Les contes divers
(CONTES DU CAUCASE)
Le roi des serpents
Cette histoire se passe à une époque où,
pendant la saison des pluies, la poussière s'élevait
en tourbillons et où, durant la belle saison, on ne pouvait
se défaire de la boue. Le soleil brillait pendant la nuit et
les étoiles pendant le jour.
Il y avait alors dans je ne sais quelle contrée, un chasseur
fameux, du nom de Ovchi-Perim. A cause de son adresse étonnante,
il était devenu le chef des chasseurs, mais, malheureusement
pour lui, il connaissait très peu le Coran. S'il avait mieux
connu la parole du Dieu de Mahomet, il aurait su que la femme doit
servir son mari et que si elle ne se soumet pas à sa volonté,
il a le droit de la morigéner et même de la battre. Au
lieu de cela et quoiqu'on pût l'appeler un vrai Croyant et un
bon Musulman, Ovchi-Perim obéissait si aveuglément à
sa femme, la jolie Tuti, qu'elle faisait de lui tout ce qu'elle voulait.

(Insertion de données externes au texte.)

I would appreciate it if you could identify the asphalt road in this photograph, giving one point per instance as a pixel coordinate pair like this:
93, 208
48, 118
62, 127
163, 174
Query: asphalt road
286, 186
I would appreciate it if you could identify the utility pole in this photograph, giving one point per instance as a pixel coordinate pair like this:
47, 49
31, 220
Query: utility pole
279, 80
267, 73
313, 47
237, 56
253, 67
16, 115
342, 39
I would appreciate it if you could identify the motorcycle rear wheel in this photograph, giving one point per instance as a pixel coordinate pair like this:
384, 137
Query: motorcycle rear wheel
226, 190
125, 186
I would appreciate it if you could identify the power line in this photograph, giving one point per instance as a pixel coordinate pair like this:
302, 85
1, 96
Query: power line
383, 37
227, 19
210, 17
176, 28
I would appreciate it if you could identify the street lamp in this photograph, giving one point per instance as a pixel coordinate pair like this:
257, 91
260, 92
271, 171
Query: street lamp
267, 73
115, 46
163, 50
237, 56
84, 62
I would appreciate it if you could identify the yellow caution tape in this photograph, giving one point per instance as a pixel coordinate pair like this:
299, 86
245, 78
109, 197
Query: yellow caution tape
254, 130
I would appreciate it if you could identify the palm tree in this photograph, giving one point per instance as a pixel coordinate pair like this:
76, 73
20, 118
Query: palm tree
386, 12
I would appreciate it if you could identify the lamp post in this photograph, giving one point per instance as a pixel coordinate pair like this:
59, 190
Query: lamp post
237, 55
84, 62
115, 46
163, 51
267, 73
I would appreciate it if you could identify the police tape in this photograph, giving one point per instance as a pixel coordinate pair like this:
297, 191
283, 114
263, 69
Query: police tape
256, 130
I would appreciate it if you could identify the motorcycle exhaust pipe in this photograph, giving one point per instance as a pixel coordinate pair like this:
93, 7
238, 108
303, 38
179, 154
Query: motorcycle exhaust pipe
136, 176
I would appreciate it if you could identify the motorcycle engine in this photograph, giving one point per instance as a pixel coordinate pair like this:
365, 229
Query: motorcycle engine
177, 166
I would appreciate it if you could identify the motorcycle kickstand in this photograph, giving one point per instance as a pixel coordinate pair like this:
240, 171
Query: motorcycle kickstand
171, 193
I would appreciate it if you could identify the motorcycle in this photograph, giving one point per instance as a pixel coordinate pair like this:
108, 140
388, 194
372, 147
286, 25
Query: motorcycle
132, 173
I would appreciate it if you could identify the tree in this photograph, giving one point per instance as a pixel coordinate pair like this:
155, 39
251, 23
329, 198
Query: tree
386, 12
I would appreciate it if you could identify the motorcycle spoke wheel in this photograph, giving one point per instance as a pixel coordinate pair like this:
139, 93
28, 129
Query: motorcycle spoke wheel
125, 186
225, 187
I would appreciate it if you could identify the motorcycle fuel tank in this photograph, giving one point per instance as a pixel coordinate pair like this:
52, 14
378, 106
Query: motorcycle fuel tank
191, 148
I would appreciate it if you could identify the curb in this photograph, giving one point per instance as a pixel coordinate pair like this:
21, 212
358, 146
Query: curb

Voici ce qu'il en coûta à notre chasseur.
Un jour, cela se passait soit pendant l'hiver chaud, soit pendant
l'été froid, Ovchi-Perim grimpa au sommet d'une haute
montagne, appelée Lialwara. Pendant trois jours, il poursuivit
un troupeau de boucs noirs sans parvenir à les atteindre. Enfin,
en rampant sur le sol, il arriva à leur portée. Il ne
lui restait plus qu'à tirer ; tout à coup, levant la
tête, il aperçut sur un rocher nu, deux serpents qui
combattaient à mort. L'un était petit et blanc comme
la neige et portait une couronne d'or sur la tête ; il était
le plus faible et sur le point d'être vaincu par l'autre, un
gros serpent noir.
Ovchi-Perim, sans qu'il sût pourquoi, éprouva une grande
pitié pour le petit serpent blanc à la couronne d'or
et, au lieu de faire feu sur un bouc bien dodu qu'il s'apprêtait
à tuer, il visa le serpent noir et tira. A son coup de fusil,
le troupeau de boucs que notre chasseur avait poursuivi pendant trois
jours sur la montagne sauvage, fit un grand écart. La balle
n'atteignit qu'indirectement le gros serpent noir et le blessa à
la queue ; c'en fut assez pour l'effrayer et il laissa tranquille
le petit serpent blanc.
Pendant ce temps, le troupeau de boucs avait disparu. Notre chasseur
se gratta la nuque.
- Quelle malchance !
Il reprit sans hâte le chemin de la maison. Là, sa femme,
la jolie Tuti, le reçut très mal :
- Où as-tu vagabondé si longtemps, fils de chien, lui
dit-¬elle. Est-ce que tu t'es peut-être promené à
califourchon sur une tortue ? Mais pourquoi - tes pieds puissent-ils
devenir comme de la cire - pourquoi donc ne rapportes-tu rien ?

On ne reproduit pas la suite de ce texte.